Don’t worry if you accidentally break one, the gas inside is very very little, just make sure not to breathe or vacuum anything, it just makes things worse. The more I read about this lamp the more the film ‘The light bulb conspiracy’ kept playing in my head!

How the bulbs are made. And how the bulbs work.

I know that some resources (like mercury gas) are harmful, yet are very useful if used properly, take for example the mercury thermometer, definitely was very useful, but now that there is an alternative, it’s advised not to keep one anymore. It’s even banned in some places in the US!

Here is the thing, having such ‘bans’ and regulations makes using such components somehow acceptable, Compared to countries like mine, Egypt, which receives the lowest grades of bulbs from China and has absolutely no regulations or precautions what so ever! We discard anything anywhere, we don’t separate our waste in Egypt. I can’t imagine the amount of mercury that we must have in the air here!

For an example, there are manual production lines in India for these bulbs! What are the precautions taken when adding the Mercury gas here?! Same thing comes to mind about recycling in Egypt. Garbage collectors turned their homes into wasting sorting yards and plastic recycling factories. They sacrificed their health to be able to support their families financially, without receiving any support from the government or the people, the support that they need, and earned! It’s what saddens me the most.

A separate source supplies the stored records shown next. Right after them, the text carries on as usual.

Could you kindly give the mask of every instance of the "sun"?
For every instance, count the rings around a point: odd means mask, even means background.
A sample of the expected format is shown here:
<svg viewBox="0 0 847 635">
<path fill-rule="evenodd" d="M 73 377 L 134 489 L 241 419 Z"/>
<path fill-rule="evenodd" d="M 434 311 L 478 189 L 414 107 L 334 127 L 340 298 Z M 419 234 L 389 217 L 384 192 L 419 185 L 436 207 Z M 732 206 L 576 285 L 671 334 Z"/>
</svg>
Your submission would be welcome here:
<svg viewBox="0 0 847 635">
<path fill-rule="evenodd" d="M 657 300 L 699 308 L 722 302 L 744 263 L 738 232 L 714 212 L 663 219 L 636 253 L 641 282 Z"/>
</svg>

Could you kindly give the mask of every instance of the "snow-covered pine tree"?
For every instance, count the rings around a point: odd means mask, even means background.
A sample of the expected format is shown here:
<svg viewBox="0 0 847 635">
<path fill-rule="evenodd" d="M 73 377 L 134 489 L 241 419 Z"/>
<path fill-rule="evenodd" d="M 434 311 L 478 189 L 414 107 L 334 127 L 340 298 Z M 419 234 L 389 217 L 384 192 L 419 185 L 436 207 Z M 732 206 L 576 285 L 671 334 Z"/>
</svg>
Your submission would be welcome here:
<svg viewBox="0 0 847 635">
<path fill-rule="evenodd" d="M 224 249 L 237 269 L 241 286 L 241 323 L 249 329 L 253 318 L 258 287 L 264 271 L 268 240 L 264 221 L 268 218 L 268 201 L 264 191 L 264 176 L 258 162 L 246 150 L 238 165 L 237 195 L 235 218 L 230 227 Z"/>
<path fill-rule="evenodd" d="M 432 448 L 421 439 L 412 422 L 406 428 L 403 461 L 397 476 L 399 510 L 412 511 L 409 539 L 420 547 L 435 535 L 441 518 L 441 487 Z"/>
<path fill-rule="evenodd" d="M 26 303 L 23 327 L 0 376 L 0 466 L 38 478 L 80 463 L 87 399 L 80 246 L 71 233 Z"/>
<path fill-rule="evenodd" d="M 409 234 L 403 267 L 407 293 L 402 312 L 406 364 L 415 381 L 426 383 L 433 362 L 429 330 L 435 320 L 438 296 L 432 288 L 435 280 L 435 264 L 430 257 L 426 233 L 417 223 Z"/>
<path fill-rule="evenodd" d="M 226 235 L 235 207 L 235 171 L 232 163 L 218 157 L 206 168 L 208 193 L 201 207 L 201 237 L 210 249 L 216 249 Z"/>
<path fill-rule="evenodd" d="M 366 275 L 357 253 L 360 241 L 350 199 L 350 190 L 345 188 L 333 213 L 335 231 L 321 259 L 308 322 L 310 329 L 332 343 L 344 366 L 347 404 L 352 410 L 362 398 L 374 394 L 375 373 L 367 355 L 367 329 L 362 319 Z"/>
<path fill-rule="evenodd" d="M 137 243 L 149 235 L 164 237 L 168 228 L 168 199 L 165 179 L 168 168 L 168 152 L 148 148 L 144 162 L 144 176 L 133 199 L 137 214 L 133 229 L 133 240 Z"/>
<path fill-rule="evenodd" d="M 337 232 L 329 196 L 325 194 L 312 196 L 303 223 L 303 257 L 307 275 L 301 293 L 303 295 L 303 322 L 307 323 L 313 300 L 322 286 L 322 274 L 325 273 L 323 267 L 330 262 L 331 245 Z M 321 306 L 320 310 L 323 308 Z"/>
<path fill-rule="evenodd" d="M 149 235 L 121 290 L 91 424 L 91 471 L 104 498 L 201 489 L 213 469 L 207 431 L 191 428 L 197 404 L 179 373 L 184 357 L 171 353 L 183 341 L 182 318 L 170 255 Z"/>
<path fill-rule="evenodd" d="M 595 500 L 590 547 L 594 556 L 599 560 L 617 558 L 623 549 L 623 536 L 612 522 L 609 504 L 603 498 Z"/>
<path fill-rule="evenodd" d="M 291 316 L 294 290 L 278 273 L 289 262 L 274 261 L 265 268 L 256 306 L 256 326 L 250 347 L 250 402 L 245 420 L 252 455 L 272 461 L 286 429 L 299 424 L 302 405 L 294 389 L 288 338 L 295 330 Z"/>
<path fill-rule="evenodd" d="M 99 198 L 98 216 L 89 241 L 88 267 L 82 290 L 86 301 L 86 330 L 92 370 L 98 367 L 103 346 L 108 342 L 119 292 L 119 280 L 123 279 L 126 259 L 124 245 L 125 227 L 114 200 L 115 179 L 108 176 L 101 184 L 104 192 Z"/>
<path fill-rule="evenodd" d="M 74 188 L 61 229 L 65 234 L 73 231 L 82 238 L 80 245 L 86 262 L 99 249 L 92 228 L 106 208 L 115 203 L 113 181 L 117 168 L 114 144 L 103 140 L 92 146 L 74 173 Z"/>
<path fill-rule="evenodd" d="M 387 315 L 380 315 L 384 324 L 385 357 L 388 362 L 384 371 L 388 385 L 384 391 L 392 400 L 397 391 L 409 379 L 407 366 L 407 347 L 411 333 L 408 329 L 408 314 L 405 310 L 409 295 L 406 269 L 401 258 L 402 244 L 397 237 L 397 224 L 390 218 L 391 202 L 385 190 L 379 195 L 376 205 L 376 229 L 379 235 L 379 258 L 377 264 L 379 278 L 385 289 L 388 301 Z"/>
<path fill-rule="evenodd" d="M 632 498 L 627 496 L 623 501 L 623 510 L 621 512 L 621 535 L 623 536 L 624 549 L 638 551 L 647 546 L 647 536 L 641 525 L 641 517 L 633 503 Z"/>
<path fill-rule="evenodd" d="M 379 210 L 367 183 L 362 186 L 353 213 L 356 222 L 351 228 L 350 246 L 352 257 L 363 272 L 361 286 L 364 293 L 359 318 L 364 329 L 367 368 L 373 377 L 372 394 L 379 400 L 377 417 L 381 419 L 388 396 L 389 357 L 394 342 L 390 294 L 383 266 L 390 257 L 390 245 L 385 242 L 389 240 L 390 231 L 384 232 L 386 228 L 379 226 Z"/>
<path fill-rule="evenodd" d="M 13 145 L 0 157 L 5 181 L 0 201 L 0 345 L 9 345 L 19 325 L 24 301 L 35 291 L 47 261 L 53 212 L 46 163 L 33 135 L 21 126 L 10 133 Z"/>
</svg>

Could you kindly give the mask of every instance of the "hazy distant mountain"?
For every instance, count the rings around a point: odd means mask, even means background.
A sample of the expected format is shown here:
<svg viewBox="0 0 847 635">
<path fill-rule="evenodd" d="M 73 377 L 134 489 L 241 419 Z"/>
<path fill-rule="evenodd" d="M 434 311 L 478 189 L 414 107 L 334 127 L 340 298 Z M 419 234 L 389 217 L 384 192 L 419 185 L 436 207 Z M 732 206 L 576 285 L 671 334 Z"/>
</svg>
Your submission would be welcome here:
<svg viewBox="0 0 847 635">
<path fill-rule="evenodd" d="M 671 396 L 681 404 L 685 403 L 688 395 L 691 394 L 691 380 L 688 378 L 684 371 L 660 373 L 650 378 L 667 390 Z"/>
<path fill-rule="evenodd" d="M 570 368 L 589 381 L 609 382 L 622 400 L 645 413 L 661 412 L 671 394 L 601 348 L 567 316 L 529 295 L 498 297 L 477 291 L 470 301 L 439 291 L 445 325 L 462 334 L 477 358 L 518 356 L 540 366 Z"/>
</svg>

The ugly part is; what usually stops working in these lamps are the capacitors on the PCB, sometimes the electrodes get burnt, but most of the time it’s the capacitors. If you just change the capacitor the bulb would work again and you wont have to buy a whole new bulb. Not to mention worry about discarding the tube filled with toxic gas!

Less tubes manufactured and less tubes wasted. But not how the real world operates.